И Поллион и Галл уехали раньше, чтобы присоединиться к Цезарю. Поллион всегда его поддерживал, я это знал, а отец Галла был его личным другом. Впрочем, мне приходилось встречать по ту сторону По даже тех, кто в глубине души не был сторонником Цезаря. Из остальных моих друзей одни двинулись на восток к Цезарю, другие — на юг к Помпею. Мало кто не тронулся с места. Прокул, правда, решил остаться, хотя и был до мозга костей приверженцем Сената и не скрывал этого, но я сомневаюсь, что он задумывался о том, что ему так или иначе грозит.
В середине февраля я покинул Рим и отправился в Кампанию по приглашению своего учителя Сирона, у которого была вилла на побережье недалеко от Неаполя. Парфений тоже был приглашён.
Наверное, мне надо бы кое-что добавить об этом приглашении, поскольку оно определило дальнейшее течение моей жизни. Я говорил вам, что Парфений и Сирон были эпикурейцами и что эпикурейцы воздерживаются от политики. Думаю, что даже и без их влияния в то время такая философия меня бы привлекла. Как я убедился, удовлетворение собственных прихотей (а что же такое политика, как не это?) ужасно и отвратительно. Именно из-за него были изнасилованы и убиты Валерия и её мать, развращён Филон, мой руководитель в деле Котты, оно подчинило римское правосудие военной силе Помпея. Поддаться ему — всё равно что попросить дар Мидаса[125], который, стоит только получить его, крадёт жизнь у всего, до чего ни дотронешься, хотя бы даже всё превращалось в золото. Политика — это зло, и я не хотел принимать в ней участие, даже в качестве наблюдателя.
Сирон и Парфений разделяли мои чувства. Вилла в Кампании должна была стать нашим философским прибежищем, местом, где могли бы собраться люди, так же, как мы, желавшие удалиться от обезумевшего мира и запереться от него. Здесь они могли бы либо жить коммуной, либо, если под давлением обстоятельств всё-таки придётся жить в мире, использовать виллу для своего духовного возрождения. Она замечательно подходила для этого. Годы, что я провёл на вилле, исключая те, когда сюда вторгался внешний мир, были самыми счастливыми в моей жизни.
Это было общество, жившее размеренной жизнью, и это меня очень устраивало. Я всегда, по возможности, предпочитал твёрдый распорядок дня: только если ходить по одной и той же проторённой дорожке, мозг может ослабить вожжи и позволить телу блуждать своим путём. Я вставал с зарей или даже чуть пораньше, купался и очень умеренно ел. Затем, в зависимости от погоды и от того, над чем я работал, я часок гулял по берегу, размышляя, или сидел с книгой на террасе, выходящей на море. Если я писал стихотворение, то трудился над ним целый день: сперва это была сырая масса, но я постепенно придавал ей форму, вылизывая стихи, словно медведица своих медвежат. А если ничего не сочинял, то делил день между философией и поэзией — причём сначала занимался философией, как более серьёзным предметом.
По вечерам мы вели беседы. Это была самая лучшая пора.
Учился я гораздо больше, чем писал. У Сирона была отличная библиотека. Конечно, большинство книг в ней было по философии — эпикурейцы считают поэзию пустяком, — но Парфений перевёз сюда из Рима большую часть собственной библиотеки, которая замечательно восполнила недостаток. Иногда на виллу приезжали в гости друзья, разделявшие наши склонности, и заходили живущие по соседству единомышленники.

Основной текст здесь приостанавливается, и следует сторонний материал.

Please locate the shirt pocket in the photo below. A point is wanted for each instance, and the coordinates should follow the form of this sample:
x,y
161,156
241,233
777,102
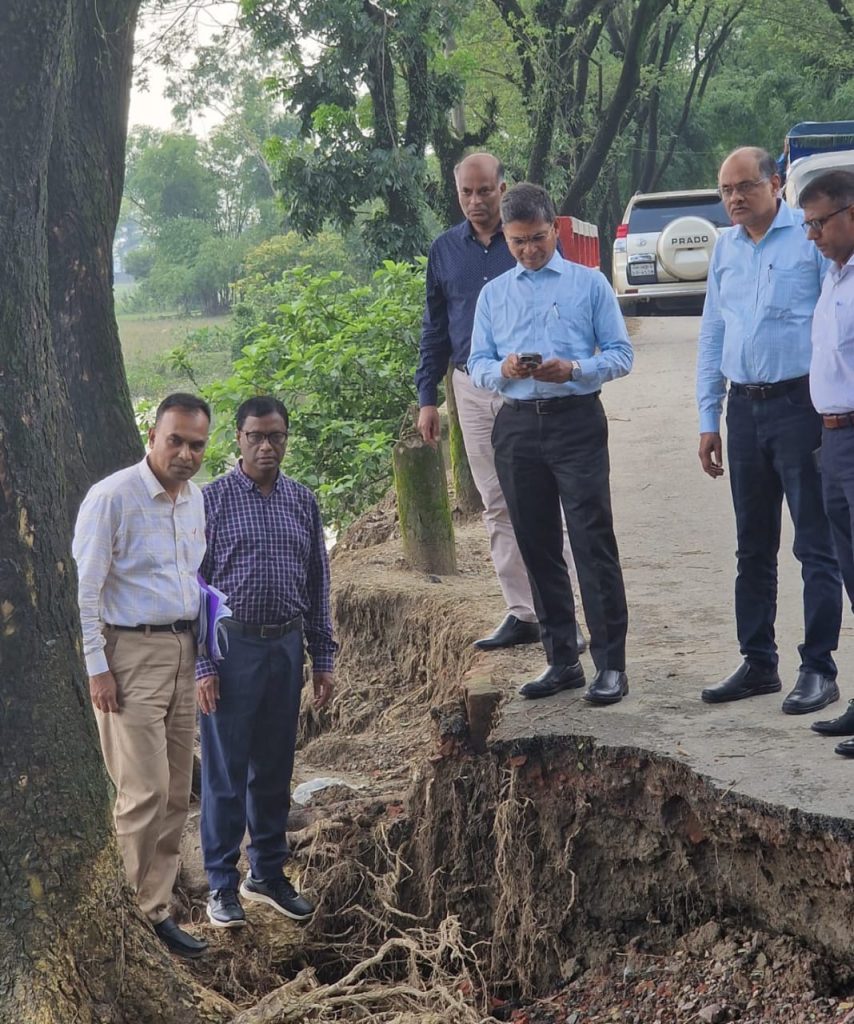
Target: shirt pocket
x,y
792,292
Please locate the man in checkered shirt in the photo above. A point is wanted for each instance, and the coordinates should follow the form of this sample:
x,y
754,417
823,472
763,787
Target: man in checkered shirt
x,y
266,552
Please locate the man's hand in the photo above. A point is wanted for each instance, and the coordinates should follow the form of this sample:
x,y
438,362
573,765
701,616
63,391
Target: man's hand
x,y
324,688
513,368
207,693
428,424
554,371
711,457
103,692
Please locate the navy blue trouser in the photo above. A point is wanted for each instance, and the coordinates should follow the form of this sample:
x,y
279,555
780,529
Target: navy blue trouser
x,y
545,462
838,481
248,757
770,445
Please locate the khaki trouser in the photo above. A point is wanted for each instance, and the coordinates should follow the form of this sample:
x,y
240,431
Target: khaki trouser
x,y
477,409
147,749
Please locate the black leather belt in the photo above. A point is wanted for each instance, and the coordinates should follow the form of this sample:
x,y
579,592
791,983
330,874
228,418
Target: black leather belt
x,y
272,632
763,391
181,626
836,421
544,407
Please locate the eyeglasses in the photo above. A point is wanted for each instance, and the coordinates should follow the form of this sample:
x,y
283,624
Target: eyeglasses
x,y
257,437
532,240
742,187
817,223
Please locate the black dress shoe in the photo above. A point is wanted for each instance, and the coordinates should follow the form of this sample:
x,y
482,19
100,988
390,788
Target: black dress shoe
x,y
744,682
608,686
812,692
178,941
510,633
554,679
842,726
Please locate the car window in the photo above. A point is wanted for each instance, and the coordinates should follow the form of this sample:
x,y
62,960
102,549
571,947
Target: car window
x,y
654,215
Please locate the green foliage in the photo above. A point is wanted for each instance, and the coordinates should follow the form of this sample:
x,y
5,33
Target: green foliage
x,y
341,356
368,92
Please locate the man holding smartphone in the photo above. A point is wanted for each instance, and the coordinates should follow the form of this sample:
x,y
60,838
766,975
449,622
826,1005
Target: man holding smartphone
x,y
461,261
551,436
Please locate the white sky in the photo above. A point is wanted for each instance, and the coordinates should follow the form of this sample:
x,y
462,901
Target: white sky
x,y
147,105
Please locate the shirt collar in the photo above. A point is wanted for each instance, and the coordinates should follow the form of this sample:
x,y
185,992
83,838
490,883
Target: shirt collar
x,y
246,480
557,264
469,231
838,271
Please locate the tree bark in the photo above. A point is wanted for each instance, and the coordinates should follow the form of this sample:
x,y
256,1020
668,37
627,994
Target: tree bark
x,y
73,945
85,178
423,509
644,16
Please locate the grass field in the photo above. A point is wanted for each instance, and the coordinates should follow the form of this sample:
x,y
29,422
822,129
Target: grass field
x,y
145,340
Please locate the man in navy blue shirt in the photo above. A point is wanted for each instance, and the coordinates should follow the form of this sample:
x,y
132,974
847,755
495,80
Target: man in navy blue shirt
x,y
267,553
461,261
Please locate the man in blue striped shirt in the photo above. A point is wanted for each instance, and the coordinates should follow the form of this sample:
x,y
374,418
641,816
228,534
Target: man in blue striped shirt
x,y
764,282
551,435
267,554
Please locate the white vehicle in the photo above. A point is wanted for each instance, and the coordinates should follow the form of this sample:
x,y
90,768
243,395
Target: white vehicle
x,y
663,249
804,170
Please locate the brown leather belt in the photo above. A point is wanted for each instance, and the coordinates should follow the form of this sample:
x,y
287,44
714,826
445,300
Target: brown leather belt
x,y
835,421
181,626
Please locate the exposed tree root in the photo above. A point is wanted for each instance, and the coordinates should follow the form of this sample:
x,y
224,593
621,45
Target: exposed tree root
x,y
431,973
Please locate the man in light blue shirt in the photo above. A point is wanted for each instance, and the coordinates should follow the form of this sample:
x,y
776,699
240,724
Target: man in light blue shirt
x,y
547,335
764,282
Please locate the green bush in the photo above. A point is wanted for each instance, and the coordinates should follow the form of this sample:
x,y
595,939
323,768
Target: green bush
x,y
341,356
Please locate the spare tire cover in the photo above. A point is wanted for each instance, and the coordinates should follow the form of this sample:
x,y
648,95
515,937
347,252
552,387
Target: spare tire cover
x,y
684,248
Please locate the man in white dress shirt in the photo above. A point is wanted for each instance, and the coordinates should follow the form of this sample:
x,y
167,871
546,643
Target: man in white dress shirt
x,y
138,543
828,219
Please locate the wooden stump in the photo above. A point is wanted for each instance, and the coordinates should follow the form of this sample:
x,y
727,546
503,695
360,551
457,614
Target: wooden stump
x,y
423,508
467,495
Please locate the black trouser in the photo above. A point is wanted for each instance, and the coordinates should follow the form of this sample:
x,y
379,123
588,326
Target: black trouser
x,y
554,454
770,444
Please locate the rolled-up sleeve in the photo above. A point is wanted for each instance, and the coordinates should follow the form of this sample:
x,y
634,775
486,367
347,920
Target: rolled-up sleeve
x,y
92,550
322,647
615,355
711,382
435,339
484,363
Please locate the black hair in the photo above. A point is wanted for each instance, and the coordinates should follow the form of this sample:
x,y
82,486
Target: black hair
x,y
184,401
766,163
261,404
526,202
499,166
838,186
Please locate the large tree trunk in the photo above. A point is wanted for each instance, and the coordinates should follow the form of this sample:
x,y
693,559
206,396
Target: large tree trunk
x,y
85,178
73,946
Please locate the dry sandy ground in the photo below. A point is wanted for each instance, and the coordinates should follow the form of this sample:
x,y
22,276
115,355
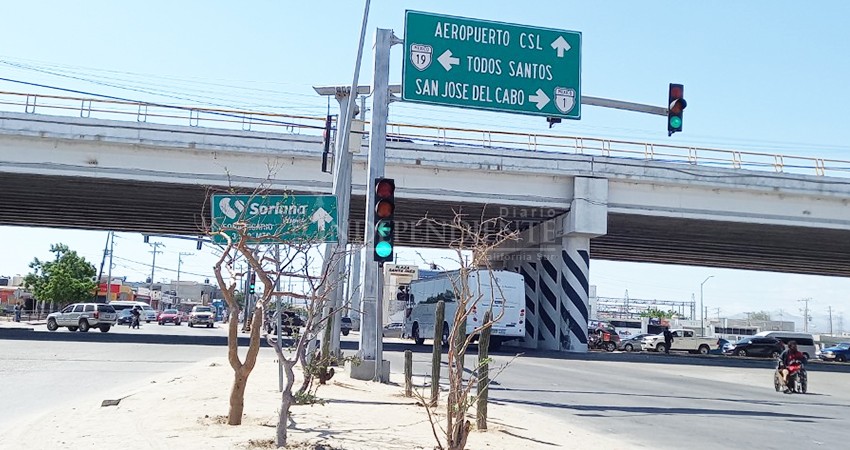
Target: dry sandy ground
x,y
187,410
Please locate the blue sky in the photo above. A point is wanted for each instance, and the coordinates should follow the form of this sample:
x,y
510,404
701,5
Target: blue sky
x,y
758,75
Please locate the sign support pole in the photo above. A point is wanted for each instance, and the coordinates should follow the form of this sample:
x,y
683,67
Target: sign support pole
x,y
371,346
342,191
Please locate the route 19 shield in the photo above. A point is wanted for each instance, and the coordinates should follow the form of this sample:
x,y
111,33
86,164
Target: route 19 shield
x,y
420,55
565,99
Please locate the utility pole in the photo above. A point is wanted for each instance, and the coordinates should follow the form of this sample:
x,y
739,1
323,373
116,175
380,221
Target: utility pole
x,y
156,246
805,313
179,263
829,308
102,261
701,316
109,270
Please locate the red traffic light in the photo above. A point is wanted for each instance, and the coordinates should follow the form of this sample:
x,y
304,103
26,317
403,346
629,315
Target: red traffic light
x,y
384,209
385,187
675,106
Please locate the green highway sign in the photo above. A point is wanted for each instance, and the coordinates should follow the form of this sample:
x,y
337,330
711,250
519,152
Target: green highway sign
x,y
275,218
471,63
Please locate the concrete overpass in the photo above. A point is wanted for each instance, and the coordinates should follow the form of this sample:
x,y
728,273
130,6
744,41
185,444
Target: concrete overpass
x,y
130,176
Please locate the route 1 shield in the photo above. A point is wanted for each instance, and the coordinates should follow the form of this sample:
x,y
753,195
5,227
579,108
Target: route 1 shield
x,y
565,99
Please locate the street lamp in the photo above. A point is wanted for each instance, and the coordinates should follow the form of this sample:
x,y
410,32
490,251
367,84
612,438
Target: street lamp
x,y
701,309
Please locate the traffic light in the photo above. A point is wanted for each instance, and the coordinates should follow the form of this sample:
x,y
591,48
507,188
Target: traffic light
x,y
675,106
326,141
384,223
403,293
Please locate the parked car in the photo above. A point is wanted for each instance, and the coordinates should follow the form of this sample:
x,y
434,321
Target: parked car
x,y
169,316
290,321
756,346
393,329
125,317
682,340
632,343
83,316
722,346
201,315
839,352
345,325
148,313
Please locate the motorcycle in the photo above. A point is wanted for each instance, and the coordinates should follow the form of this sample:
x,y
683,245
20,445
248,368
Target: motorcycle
x,y
797,378
603,340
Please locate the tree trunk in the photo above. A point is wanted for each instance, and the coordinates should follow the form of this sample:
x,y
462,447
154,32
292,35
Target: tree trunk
x,y
286,401
483,374
436,355
237,398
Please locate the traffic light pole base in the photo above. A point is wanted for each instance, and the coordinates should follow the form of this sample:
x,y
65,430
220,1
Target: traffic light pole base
x,y
365,370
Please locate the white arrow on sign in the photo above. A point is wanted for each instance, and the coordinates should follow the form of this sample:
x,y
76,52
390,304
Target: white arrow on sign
x,y
561,46
321,218
540,98
447,61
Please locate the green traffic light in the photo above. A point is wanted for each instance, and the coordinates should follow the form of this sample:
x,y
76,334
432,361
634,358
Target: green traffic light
x,y
676,122
383,249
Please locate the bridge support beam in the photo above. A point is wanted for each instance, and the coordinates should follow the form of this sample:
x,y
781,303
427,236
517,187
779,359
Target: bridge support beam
x,y
554,260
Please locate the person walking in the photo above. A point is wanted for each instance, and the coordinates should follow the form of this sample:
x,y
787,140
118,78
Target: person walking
x,y
668,340
136,314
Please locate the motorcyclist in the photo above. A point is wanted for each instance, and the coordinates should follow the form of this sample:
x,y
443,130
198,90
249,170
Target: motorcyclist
x,y
786,358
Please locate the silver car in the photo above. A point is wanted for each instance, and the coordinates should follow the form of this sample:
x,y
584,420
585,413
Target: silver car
x,y
83,316
201,315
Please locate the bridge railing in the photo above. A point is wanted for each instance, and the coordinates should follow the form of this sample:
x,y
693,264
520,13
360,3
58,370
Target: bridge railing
x,y
469,138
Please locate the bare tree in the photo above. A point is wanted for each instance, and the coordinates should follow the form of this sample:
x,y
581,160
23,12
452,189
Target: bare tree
x,y
480,239
316,298
298,257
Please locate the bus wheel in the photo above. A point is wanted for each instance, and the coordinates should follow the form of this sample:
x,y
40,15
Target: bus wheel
x,y
418,340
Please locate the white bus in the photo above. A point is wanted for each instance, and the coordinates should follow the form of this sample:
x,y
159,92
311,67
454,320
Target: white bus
x,y
504,292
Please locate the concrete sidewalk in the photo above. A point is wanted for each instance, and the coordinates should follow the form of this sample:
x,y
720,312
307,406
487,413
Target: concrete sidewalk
x,y
22,325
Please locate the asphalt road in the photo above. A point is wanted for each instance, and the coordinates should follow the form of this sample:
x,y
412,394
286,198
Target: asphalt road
x,y
671,402
37,375
644,400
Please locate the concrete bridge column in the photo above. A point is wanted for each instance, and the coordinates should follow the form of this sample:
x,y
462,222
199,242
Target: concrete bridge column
x,y
588,218
524,263
574,291
551,326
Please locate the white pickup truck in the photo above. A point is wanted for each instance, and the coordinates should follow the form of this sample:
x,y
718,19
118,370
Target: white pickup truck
x,y
682,340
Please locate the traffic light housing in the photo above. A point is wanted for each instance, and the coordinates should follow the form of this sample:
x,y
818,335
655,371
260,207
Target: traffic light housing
x,y
403,293
384,220
675,106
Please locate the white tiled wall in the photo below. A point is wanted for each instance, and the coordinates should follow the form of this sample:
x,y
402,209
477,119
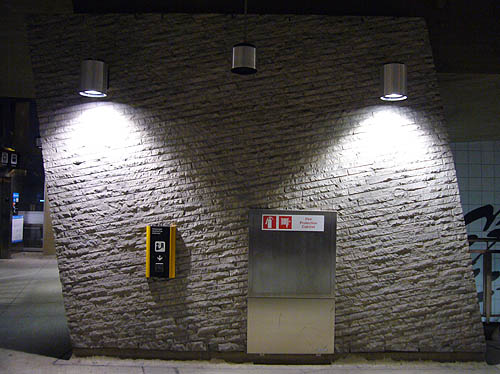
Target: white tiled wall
x,y
478,173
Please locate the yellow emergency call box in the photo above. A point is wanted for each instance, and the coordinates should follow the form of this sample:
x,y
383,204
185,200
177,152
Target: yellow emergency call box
x,y
160,251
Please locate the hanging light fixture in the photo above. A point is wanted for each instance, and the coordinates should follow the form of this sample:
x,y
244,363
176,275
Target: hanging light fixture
x,y
393,82
93,78
244,54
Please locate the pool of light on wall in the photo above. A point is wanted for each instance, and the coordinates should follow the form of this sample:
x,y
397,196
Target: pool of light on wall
x,y
105,130
391,133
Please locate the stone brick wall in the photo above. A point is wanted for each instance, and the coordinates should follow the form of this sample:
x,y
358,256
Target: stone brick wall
x,y
181,139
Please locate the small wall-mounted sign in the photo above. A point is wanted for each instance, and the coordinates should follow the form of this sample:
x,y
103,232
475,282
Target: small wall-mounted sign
x,y
292,222
9,159
160,251
13,159
17,229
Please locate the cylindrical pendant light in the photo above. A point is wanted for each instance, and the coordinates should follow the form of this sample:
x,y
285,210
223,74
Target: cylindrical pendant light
x,y
93,78
393,85
244,54
244,58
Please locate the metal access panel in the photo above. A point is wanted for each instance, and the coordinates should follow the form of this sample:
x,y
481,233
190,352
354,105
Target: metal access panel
x,y
292,253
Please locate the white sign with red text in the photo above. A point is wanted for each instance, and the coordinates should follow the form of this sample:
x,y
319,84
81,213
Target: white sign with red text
x,y
292,222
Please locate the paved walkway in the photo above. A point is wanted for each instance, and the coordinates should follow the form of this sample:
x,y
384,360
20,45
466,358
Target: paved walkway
x,y
12,362
32,317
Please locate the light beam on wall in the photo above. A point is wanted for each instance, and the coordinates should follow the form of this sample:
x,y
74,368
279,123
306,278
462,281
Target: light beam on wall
x,y
93,79
103,132
391,134
393,85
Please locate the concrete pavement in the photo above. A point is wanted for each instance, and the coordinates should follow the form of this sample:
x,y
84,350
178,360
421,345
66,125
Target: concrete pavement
x,y
32,316
13,362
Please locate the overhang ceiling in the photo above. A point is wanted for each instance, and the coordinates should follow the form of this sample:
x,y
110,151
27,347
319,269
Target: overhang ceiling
x,y
464,34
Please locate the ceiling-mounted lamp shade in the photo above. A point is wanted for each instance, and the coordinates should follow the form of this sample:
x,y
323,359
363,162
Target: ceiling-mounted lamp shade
x,y
393,82
93,78
244,59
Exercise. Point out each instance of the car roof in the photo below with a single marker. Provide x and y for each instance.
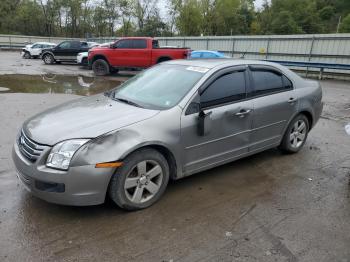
(220, 62)
(206, 51)
(43, 43)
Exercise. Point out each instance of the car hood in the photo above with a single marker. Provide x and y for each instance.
(87, 117)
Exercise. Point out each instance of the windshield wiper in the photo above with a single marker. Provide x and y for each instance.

Хорошие книги, хорошие друзья — и досуг, чтобы наслаждаться всем этим. Разве удивительно, что я был счастлив в те годы?
Я не историк, разве только когда это необходимо. Поскольку события первых пяти лет затронули меня лишь в самом общем смысле, то краткого резюме будет достаточно. Если вы хотите получить полный отчёт, то почитайте Поллиона, который всё это время был одним из полководцев Цезаря.
Полтора года ушло у Цезаря на то, чтобы вынудить Помпея принять бой и разбить его главное войско при Фарсале[126]. Двадцать тысяч полегло с обеих сторон.
Двадцать тысяч. Двадцать тысяч сердец остановились от прикосновения пальцев Мидаса, превратившего их живую плоть в орудие власти. Двадцать тысяч братоубийств, отмеченных «политической необходимостью».
Сам Помпей бежал в Египет только для того, чтобы, едва сойдя на берег, быть убитым. Его забальзамированную голову и кольцо с печаткой подарили Цезарю в знак искреннего расположения юный царь Птолемей и его сестра Клеопатра. Цезарю понадобилось полтора года, чтобы сломить сопротивление в Африке, в Тапсе[127], и ещё одиннадцать месяцев, чтобы завершить дело при Мунде в Южной Испании.